UF’s Board of Trustees unanimously passed an amendment Tuesday to implement furloughs, an unpaid leave of absence while employees still retain their jobs. But some faculty and staff members are concerned they’re being targeted as administrators’ salaries stay untouched.

The regulation only gives UF the ability to enact furloughs. But administrators said there are no immediate plans to furlough anyone.

Board Chairman Mori Hosseini, who dismissed pay cuts to UF administrators, said UF is able to have more in-person classes, furloughs won’t be necessary.

“Is it our goal to furlough people? No,” Hosseini said. “Our goal is to get the University of Florida to top five — no ifs, no buts.”

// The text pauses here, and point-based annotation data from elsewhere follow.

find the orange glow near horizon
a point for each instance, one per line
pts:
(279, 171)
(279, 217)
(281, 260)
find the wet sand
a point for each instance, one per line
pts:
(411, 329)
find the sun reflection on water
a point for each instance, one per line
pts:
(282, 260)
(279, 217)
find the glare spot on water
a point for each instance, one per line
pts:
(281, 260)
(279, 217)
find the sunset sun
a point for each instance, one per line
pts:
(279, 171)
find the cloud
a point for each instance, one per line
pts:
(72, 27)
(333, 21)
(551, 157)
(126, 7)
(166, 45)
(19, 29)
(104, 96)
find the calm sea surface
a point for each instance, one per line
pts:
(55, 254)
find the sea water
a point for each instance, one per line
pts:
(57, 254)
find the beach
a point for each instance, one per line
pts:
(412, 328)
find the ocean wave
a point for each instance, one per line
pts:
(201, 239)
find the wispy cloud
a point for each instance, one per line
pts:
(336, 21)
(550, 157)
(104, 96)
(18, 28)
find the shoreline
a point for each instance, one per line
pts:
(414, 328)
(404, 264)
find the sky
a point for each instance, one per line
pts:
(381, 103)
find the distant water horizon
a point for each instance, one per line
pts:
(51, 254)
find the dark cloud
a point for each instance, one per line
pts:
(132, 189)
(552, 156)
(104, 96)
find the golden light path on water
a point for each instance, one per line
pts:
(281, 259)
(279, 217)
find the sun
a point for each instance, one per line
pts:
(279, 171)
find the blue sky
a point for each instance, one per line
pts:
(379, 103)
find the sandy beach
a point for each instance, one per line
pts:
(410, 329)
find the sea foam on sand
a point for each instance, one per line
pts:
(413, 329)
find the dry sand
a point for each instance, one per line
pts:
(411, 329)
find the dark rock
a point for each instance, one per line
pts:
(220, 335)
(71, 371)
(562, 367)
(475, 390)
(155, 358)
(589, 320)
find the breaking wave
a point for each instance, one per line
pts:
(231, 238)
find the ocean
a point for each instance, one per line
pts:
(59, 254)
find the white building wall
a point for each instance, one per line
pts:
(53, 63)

UF has cited more than $46 million in losses this year due to COVID-19. However, its net assets grew to almost $2 billion in the 2019 fiscal year from $1.7 billion in the year prior. UF is also set to complete its $3 billion “Go Greater” fundraising campaign in the Spring.

UF has also committed to hiring 100 faculty members for its $70 million NVIDIA artificial intelligence program, with the Board approving a $20 million donation from UF to the program in July.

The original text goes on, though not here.